Un geste fort, mais discret : un des plus puissants véhicules financiers mondiaux rompt avec des entreprises israéliennes, au nom de l’éthique et sous la pression d’une crise humanitaire grandissante.
Un grand fonds d’investissement se désengage d’Israël dans un contexte de préoccupations éthiques
Le Fonds souverain norvégien, officiellement le Government Pension Fund Global, géré par Norges Bank Investment Management, a annoncé, le 11 août 2025, sa décision de se désengager de certaines entreprises israéliennes, dans un contexte de crise humanitaire grave à Gaza. Cette démarche marque un moment audacieux de l’investissement responsable, élevé au rang de priorité nationale.
Le Fonds souverain norvégien a cessé tous les contrats avec des gestionnaires d’actifs externes en Israël et repris intégralement la gestion en interne. Une décision marquée par une ambition éthique : répondre à une situation de conflit grave. Comme l’a expliqué Nicolai Tangen, le PDG de Norges Bank Investment Management : « Ces mesures ont été prises en réponse à des circonstances extraordinaires.
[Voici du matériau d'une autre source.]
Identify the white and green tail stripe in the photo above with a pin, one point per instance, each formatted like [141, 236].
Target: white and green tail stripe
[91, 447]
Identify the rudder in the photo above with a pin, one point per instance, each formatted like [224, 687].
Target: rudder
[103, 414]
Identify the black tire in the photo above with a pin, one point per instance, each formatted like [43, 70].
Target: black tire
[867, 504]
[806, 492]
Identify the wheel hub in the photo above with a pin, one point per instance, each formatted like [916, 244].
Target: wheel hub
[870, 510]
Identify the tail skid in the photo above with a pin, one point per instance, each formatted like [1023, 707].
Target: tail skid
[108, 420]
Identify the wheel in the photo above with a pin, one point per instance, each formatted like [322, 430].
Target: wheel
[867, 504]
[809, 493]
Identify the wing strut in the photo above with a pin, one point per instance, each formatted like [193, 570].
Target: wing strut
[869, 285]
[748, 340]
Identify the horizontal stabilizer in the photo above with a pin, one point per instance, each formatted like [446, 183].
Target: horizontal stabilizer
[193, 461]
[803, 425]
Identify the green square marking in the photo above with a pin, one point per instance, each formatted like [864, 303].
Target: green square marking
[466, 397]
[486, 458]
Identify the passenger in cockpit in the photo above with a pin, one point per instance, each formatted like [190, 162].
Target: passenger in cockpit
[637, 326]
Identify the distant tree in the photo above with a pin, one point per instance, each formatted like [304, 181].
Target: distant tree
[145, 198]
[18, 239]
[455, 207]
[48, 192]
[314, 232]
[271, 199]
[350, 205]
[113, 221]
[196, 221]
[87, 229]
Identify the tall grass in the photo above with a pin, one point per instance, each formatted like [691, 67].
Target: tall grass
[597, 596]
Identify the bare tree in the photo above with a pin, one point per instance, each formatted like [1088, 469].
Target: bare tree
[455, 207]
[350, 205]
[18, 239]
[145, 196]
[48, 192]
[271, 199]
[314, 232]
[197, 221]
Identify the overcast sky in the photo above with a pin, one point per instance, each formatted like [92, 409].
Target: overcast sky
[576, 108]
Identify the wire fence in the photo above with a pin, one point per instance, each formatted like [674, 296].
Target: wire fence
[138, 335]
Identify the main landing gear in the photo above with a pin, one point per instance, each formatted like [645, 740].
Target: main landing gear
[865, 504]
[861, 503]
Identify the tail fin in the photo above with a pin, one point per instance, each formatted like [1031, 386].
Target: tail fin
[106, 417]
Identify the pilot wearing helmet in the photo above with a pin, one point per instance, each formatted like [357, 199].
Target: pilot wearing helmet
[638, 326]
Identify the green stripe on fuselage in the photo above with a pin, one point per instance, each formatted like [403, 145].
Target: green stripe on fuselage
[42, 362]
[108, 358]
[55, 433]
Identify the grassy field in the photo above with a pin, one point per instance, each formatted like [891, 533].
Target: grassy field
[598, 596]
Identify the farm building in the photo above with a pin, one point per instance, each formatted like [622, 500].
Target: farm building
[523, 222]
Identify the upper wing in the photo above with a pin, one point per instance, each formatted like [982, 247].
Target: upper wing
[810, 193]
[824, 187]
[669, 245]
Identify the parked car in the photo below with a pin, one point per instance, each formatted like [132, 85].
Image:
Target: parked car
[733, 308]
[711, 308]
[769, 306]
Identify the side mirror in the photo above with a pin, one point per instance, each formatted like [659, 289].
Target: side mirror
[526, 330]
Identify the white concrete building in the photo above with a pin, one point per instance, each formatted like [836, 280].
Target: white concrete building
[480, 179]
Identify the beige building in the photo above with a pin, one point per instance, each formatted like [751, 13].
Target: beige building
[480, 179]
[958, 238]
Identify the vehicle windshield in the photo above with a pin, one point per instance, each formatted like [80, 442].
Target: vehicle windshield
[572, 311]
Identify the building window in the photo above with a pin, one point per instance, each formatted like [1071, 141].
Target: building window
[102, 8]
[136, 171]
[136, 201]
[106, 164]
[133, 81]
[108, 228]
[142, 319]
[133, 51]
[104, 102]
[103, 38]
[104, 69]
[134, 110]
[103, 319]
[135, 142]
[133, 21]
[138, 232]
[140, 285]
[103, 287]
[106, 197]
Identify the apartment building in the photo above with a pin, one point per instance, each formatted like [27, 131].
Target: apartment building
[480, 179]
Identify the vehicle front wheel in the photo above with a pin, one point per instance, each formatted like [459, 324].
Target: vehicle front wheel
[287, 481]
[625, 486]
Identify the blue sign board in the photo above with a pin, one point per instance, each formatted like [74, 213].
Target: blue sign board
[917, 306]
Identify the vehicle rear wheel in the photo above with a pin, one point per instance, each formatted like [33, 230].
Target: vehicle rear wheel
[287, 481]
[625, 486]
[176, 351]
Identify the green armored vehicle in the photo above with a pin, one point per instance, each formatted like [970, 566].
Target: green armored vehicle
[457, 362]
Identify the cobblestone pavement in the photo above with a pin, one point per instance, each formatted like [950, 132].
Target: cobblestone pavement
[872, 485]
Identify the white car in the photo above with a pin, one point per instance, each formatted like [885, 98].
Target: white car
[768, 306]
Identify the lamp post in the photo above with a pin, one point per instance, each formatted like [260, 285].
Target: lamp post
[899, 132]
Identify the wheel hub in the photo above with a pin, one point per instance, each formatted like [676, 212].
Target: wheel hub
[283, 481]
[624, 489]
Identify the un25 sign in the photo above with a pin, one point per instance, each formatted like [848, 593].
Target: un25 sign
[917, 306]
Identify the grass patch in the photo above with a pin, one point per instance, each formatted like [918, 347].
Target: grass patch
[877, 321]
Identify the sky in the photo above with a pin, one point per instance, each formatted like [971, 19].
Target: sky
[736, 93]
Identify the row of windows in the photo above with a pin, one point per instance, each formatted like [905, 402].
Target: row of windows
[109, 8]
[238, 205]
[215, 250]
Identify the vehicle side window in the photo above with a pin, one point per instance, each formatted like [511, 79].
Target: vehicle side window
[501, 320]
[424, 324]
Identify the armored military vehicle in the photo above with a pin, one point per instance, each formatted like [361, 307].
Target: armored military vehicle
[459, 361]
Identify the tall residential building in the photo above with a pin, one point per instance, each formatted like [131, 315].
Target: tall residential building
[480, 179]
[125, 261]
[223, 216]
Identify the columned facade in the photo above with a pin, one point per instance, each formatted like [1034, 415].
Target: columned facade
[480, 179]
La situation à Gaza est une crise humanitaire grave ».
Sur les 61 participations détenues en Israël au 30 juin 2025, 11 ont été intégralement cédées. Cela représente environ 2 milliards de dollars, soit 0,1% du portefeuille total du Fonds souverain norvégien. Ce geste, mesure éthique autant que politique, survient dans un climat électoral norvégien tendu.
Une réponse institutionnelle à une crise morale
Il faut savoir que le conseil éthique du fonds a reconnu un manquement dans sa vigilance, notamment vis-à-vis de Bet Shemesh Engines Ltd (fournisseur de l’armée israélienne), société dans laquelle le fonds avait investi environ 15 millions de dollars fin 2024. En réponse, une révision en profondeur a été engagée, avec une évaluation plus stricte des méthodes de gestion et des risques éthiques liés aux zones de conflit.
Cette décision s’inscrit dans la logique de responsabilité sociale des entreprises (RSE), chère à la Norvège : le fonds a précédemment exclu des entreprises liées à l’armement ou aux territoires occupés. Ici, le désengagement répond à une logique similaire : réduire les risques éthiques, respecter les droits humains et éviter tout financement indirect d’un conflit. Ce désengagement du fonds souverain norvégien n’est pas seulement un ajustement financier : c’est un acte politique, une réponse mesurée mais ferme à une crise humanitaire.